KenH wrote:Bare Grills wrote:We spend too much time & money protecting idiots from themselves.
It's not so much protecting them against themselves, it's more about protecting other innocent parties they may plough into.
What if those idiotic drivers who couldn't slow down had ploughed into another car going round the roundabout or a stray pedestrian?
I couldn't give a toss whether some idiot writes off their own car by ploughing into the roundabout or injures themselves - that's Darwinism. But innocent people in front of them DO need protecting.
Bare Grills wrote:I'm not aware there's been anyone injured on the new road yet
seasonsinthesun wrote:The approach to that particular roundabout from both ways is steeper and drivers don't adapt to that.
It is very simple.
Drive to the conditions and don't be a dickhead.
I also wonder when those cones will ever be removed.
parceldave wrote:Maybe if they could see the roundabout it might help , what cost a few street lamps when you have just spent 155 m on a new road , penny pinching or what . I bet they have spent as much on the bladdy cones and the time in manpower it takes to put them down and pick them up again . There is more than enough street lighting at either end of the bypass so they could have used less there and plonked some in the middle .

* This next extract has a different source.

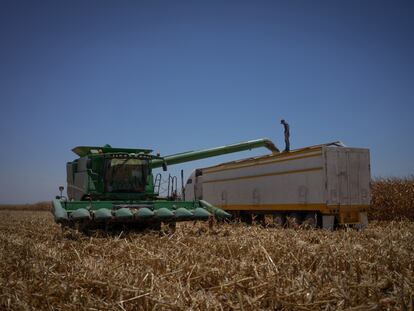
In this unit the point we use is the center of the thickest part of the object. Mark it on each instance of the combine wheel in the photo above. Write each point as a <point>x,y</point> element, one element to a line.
<point>172,226</point>
<point>259,219</point>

KenH wrote:parceldave wrote:Maybe if they could see the roundabout it might help , what cost a few street lamps when you have just spent 155 m on a new road , penny pinching or what . I bet they have spent as much on the bladdy cones and the time in manpower it takes to put them down and pick them up again . There is more than enough street lighting at either end of the bypass so they could have used less there and plonked some in the middle .
I think it was more of a sop to the nimbys who were complaining about the light pollution in a rural area rather than the cost. The original plans did include lighting.
1953 wrote:--The new link road is not a motorway (NOT 70 mph limit) but 40's and 50's. .
1953 wrote:Information for numpties---The new link road is not a motorway (NOT 70 mph limit) but 40's and 50's. Stop blaming the layout,it is you that is at fault.
marky No.1 wrote:I find it strange coming past the cross keys towards Lancaster now all the cones have gone. You come onto the 40 limit then past the end of Hest Bank Lane which was a 30 zone during the roadworks.
The 30 signs have now disappeared until Beaumont College where there is a tiny 30 sign behind a tree branch just before the speed camera, which has been there for years.
Don't think there is a 40 coming out the other way either - just not finished!